Sapevano che sarebbe presto toccato a loro, e oggi non tutto, certamente, ma molto torna al pettine. I satrapi presilani, come vecchi re di babilonia, all’epoca invece hanno fatto contare come loro quei risultati nelle impolverate federazioni provinciali, dimenticando quei cittadini attivi e con loro tutti gli altri che finalmente hanno protestato con un’arma libera e potentissima come quella del voto. Se la politica fosse ancora come quando loro hanno iniziato a farla, oggi ci sarebbe stata una risma di dimissioni nelle giunte monocolore, molti sindaci avrebbero dovuto pagare il conto dell’onda che li ha travolti. Invece stanno già dicendo che “si sono difesi dall’antipolitica, che hanno tenuto botta al voto di protesta e al vento populista”, continuando a chiudersi a riccio sulle loro poltrone, circondati da uomini capaci di dire solo sì e da scheletri di parenti e scandali muti negli armadi. Così l‘energia sprigionata per strada da ragazzi sempre più competenti, consapevoli e volenterosi, solo di sbiego sfociata nel voto a Grillo, spesso viene costretta in ambiti marginali e privati, fino a quando non esplode in emigrazione.
Troppa roba, a questo punto conviene tornare alle parole di Ingrao, punto di riferimento per tutti e non solo per quelli di sinistra perché conobbe e frequentò in Presila i giovani militanti e pensatori che divennero storici ministri e parlamentari della Repubblica. Nelle memorie di quei giorni riuscì a fotografare lo spirito di un posto particolare, allo stesso tempo contrada e mondo. Nei suoi scritti ricorda i momenti in cui rivide in Parlamento quei giovani iche lo aiutarono a nascondersi, racconta che sembrava non gli piacesse stare lì e che questo portava anche lui con nostalgia ai discorsi fatti con ‘Zu Peppinu e con tutta la gente di quella incredibile realtà, dove potevi nelle stalle trovavi catasti di paglia, di giornali e libri clandestini dei più grandi pensatori. Quei ragazzi coraggiosi e quella gente semplice e geniale rappresentarono “l’episodio più bello e più singolare” della lunga militanza di un leader nazionale della politica italiana e oggi sono un non luogo della politica calabrese, una metafora del tutto.

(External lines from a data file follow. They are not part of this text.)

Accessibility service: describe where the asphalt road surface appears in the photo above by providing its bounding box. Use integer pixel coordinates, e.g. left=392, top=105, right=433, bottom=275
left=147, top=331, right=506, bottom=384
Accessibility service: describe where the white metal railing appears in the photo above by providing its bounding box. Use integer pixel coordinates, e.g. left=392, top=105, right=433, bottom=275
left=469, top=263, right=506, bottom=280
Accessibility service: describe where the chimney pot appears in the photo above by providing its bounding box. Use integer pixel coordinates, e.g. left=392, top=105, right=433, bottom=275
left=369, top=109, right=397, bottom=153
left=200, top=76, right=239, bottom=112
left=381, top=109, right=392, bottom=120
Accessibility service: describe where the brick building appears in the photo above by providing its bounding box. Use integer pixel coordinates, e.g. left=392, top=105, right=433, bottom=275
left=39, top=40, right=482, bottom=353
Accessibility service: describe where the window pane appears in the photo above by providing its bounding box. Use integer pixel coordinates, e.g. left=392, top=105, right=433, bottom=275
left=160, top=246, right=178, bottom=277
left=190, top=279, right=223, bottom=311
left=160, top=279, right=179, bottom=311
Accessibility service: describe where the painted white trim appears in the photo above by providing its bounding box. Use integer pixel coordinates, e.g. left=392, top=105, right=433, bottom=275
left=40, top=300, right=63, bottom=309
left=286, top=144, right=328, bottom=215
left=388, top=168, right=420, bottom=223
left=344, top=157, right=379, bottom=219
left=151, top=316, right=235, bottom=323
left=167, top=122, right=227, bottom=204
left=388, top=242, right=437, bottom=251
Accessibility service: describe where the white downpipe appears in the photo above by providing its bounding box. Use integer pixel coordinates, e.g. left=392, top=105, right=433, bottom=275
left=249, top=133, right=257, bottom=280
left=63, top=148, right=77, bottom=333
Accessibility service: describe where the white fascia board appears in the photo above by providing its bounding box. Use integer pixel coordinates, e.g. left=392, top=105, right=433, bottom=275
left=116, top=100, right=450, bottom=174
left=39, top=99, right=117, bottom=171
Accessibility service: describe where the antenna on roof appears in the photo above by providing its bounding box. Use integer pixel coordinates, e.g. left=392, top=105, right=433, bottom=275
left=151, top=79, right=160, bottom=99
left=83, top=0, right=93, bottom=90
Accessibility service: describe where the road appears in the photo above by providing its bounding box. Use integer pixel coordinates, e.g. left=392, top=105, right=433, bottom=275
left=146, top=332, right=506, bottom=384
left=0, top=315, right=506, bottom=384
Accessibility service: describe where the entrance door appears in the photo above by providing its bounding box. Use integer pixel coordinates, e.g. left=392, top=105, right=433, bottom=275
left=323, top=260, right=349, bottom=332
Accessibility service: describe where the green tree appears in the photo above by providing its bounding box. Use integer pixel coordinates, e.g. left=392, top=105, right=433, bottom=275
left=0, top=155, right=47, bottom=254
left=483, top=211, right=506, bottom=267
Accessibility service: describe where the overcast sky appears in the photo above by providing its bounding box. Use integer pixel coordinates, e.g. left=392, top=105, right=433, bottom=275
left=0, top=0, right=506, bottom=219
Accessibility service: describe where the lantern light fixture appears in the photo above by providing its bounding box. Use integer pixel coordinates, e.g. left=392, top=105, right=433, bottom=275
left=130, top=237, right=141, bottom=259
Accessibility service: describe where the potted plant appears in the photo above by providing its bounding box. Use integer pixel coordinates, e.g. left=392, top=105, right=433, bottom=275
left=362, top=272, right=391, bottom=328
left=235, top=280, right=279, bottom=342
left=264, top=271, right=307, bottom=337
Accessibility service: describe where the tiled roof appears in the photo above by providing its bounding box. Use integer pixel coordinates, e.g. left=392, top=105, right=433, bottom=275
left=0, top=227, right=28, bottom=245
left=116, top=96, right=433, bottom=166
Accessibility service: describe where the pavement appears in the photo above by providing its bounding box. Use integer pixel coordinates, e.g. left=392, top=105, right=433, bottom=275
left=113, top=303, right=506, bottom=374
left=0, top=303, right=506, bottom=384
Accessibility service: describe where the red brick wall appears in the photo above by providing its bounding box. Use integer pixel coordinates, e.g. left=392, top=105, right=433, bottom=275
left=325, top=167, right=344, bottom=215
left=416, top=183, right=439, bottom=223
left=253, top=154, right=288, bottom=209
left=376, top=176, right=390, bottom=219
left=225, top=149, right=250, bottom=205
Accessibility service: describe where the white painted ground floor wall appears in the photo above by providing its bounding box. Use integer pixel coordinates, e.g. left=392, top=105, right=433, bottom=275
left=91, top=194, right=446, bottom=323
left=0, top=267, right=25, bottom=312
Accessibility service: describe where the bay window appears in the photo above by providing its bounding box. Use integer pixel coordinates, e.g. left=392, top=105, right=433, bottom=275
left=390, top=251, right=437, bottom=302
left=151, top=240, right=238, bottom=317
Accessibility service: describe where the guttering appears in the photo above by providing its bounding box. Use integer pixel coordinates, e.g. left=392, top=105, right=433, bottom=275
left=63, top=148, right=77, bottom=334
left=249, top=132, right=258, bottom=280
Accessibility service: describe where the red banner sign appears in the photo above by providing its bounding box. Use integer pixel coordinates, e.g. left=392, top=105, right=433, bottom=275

Queste realtà territoriali, che per esempio esprimono da anni la segreteria dei partiti giovanili del centrosinistra in Calabria e quindi la nuova classe dirigente che avanza su quelle sponde, dovranno fare i conti con cose alle quali si sono dimostrati profondamente impreparati, dovranno ripensare la politica con nuove pratiche, dovranno mettere da parte l’arroganza dalemiana che universalmente gli si riconosce e capire che la verità non è la roccia su cui continuano a spaccarsi la testa, la verità è nei fili d’erba piegati dal vento, la verità è nel movimento.